[TriLUG] Ogg vs. mp3

Chris Hedemark chrish at trilug.org
Thu May 29 11:26:14 EDT 2003


On Thursday, May 29, 2003, at 11:10 AM, Mark Turner wrote:

> I think Ogg's sound better, especially the lower frequencies. They also
> tend to be smaller in size.
>
> And, yeah. There's that patent-free part, too. :)
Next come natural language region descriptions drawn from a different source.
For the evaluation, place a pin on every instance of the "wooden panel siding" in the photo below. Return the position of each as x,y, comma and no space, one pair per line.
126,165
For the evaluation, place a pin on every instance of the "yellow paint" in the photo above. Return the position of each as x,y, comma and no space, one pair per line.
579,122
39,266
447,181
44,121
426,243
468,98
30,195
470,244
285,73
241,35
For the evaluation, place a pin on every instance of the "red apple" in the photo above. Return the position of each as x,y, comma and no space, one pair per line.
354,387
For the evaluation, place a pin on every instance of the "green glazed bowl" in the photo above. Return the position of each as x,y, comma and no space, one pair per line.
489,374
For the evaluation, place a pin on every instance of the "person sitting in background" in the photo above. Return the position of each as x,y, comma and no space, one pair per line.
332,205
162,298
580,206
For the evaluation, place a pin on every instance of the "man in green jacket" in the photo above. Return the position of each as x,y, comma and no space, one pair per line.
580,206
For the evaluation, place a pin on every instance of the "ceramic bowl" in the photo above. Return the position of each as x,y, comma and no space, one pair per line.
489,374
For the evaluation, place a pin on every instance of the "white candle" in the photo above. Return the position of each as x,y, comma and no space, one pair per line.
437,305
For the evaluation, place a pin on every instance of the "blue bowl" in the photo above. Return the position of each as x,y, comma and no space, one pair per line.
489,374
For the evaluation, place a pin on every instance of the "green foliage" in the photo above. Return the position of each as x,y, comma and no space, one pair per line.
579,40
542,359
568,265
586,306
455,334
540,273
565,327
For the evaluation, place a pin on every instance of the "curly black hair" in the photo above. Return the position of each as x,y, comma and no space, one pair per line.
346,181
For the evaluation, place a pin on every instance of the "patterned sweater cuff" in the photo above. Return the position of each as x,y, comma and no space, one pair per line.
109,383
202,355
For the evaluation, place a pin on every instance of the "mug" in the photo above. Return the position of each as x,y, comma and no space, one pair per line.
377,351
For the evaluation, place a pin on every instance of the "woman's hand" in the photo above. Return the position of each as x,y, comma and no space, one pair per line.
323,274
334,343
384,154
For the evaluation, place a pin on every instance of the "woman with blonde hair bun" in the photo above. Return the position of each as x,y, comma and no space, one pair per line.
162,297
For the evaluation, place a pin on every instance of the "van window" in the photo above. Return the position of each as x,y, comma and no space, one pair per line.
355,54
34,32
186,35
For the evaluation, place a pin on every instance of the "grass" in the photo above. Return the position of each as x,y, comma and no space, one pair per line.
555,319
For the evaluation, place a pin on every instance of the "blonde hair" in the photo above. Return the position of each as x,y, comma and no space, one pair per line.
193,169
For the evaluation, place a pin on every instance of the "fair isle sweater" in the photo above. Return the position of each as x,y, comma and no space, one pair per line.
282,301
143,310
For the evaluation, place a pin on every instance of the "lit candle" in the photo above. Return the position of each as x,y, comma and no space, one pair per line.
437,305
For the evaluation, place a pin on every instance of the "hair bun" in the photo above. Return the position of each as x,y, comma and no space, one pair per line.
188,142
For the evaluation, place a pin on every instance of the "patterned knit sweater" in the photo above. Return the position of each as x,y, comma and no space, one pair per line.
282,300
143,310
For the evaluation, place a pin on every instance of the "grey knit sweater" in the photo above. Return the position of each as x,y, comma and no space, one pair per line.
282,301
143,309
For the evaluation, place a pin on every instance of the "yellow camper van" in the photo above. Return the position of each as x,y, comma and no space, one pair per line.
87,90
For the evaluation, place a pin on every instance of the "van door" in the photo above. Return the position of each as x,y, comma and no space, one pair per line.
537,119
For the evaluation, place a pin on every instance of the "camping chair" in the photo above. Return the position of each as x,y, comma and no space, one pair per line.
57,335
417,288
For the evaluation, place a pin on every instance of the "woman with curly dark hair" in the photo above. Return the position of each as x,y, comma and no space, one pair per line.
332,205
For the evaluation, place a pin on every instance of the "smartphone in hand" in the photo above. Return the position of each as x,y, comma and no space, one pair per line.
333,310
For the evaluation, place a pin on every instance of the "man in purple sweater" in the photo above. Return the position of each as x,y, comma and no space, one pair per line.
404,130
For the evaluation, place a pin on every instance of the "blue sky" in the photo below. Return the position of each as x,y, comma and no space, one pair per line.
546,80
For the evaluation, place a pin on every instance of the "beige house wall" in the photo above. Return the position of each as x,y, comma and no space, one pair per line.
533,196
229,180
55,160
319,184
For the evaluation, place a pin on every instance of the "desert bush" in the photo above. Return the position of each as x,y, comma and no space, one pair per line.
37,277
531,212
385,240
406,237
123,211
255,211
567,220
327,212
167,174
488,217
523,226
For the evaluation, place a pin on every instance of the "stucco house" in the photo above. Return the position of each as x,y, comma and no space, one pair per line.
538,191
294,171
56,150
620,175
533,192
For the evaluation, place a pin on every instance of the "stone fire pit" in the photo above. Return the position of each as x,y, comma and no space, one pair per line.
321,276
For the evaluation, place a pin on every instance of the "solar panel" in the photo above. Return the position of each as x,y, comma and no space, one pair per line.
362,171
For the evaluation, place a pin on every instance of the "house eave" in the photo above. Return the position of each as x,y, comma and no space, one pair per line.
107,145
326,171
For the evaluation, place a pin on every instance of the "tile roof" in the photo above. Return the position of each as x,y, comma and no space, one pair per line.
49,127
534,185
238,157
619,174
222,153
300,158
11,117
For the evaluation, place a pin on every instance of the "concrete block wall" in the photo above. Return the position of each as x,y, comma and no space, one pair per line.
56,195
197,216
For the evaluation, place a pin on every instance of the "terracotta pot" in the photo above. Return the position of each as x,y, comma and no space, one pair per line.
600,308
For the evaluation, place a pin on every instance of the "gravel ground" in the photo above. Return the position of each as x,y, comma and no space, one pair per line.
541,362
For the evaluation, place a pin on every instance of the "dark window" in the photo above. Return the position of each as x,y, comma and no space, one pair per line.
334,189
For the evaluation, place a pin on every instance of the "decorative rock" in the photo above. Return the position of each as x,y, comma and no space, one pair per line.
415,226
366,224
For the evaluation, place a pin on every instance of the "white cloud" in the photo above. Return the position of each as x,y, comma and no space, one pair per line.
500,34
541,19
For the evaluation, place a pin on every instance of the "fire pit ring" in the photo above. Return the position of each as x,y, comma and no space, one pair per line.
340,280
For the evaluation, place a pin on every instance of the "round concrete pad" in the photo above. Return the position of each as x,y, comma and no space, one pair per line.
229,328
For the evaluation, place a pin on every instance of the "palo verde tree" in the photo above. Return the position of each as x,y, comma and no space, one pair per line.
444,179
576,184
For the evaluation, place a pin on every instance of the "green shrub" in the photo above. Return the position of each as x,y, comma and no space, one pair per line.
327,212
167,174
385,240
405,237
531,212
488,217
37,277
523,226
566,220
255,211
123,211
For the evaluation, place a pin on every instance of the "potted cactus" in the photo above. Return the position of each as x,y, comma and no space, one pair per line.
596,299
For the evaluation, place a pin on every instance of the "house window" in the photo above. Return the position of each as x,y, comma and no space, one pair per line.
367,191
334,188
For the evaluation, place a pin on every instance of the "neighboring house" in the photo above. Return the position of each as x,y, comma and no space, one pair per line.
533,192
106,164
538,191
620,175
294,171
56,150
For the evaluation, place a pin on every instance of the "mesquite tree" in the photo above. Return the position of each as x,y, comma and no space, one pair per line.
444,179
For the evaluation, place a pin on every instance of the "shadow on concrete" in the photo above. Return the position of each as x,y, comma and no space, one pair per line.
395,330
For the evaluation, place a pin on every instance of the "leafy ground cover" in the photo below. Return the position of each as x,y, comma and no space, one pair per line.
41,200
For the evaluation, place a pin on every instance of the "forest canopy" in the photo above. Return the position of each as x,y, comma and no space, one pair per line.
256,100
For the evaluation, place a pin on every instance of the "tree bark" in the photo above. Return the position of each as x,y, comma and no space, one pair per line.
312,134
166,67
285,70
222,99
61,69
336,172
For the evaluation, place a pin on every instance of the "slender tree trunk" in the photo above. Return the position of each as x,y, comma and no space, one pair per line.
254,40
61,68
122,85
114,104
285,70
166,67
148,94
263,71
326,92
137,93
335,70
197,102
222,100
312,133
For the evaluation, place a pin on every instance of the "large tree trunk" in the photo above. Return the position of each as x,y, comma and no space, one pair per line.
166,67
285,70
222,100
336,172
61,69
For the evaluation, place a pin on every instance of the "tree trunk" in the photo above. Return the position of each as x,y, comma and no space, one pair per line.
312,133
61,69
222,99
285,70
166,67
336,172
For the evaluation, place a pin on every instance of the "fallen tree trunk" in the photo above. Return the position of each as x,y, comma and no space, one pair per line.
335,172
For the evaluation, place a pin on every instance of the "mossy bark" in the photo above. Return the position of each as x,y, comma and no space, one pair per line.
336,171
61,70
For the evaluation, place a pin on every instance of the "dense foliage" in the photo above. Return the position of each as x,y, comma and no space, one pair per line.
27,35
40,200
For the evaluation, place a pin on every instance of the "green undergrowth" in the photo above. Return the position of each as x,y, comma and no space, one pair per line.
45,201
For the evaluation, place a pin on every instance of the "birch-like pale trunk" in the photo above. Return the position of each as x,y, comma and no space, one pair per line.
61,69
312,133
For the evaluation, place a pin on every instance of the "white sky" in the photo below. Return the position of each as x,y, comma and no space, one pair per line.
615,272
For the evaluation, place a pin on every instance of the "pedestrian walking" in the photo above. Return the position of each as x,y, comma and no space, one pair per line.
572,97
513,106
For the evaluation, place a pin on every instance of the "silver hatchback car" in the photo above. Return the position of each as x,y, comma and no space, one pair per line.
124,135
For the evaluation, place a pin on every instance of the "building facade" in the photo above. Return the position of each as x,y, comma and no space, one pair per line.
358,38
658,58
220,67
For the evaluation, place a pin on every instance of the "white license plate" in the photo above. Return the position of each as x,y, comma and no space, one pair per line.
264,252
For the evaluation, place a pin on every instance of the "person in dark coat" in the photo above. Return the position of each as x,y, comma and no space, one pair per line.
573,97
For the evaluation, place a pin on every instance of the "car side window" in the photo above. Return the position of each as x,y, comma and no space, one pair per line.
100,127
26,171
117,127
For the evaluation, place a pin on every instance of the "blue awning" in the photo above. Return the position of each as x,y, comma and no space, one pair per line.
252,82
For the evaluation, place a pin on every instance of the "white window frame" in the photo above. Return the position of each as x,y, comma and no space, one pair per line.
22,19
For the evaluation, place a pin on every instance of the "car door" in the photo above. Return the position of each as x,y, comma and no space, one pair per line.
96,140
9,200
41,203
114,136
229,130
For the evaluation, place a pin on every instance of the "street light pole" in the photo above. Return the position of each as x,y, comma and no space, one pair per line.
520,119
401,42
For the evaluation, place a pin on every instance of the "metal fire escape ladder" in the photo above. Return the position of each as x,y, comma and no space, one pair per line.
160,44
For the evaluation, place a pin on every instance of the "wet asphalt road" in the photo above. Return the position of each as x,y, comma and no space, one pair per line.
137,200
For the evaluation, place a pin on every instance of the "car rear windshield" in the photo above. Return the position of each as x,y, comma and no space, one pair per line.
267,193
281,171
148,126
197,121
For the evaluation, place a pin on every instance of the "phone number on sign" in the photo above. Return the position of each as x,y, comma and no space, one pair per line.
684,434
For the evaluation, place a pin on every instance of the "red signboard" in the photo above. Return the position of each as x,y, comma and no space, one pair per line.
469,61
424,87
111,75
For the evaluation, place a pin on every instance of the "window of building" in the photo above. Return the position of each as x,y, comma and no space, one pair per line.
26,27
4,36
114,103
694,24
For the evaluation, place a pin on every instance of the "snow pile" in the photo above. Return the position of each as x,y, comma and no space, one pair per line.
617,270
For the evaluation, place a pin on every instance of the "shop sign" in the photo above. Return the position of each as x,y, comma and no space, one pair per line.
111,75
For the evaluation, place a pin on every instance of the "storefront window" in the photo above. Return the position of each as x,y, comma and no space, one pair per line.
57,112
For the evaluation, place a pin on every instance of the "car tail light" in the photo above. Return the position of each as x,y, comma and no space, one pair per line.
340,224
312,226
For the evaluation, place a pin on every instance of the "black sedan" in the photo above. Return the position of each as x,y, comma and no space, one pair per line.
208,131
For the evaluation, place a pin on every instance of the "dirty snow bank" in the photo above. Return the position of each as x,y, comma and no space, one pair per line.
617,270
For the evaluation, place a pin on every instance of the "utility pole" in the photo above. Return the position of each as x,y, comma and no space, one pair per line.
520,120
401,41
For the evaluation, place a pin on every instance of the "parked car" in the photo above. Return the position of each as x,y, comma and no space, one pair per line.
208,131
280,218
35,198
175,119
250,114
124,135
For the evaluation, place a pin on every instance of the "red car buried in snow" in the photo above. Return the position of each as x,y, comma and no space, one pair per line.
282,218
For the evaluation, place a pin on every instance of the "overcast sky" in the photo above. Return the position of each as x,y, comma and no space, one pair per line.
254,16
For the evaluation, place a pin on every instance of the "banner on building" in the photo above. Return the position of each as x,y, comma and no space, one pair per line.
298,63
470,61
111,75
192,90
Commercial vendors hadn't really been supporting ogg for awhile.  They 
may have been afraid of reading GPL code to figure it out or something, 
I don't know.  But earlier this month I got an RFC announcement 
pointing to ftp://ftp.rfc-editor.org/in-notes/rfc3533.txt which should 
describe the ogg format.  I haven't read it yet, but the summary for 
the RFC claims:

> This document describes the Ogg bitstream format version 0, which is a 
> general, freely-available encapsulation format for media streams.  It 
> is able to encapsulate any kind and number of video and audio encoding 
> formats as well as other data streams in a single bitstream.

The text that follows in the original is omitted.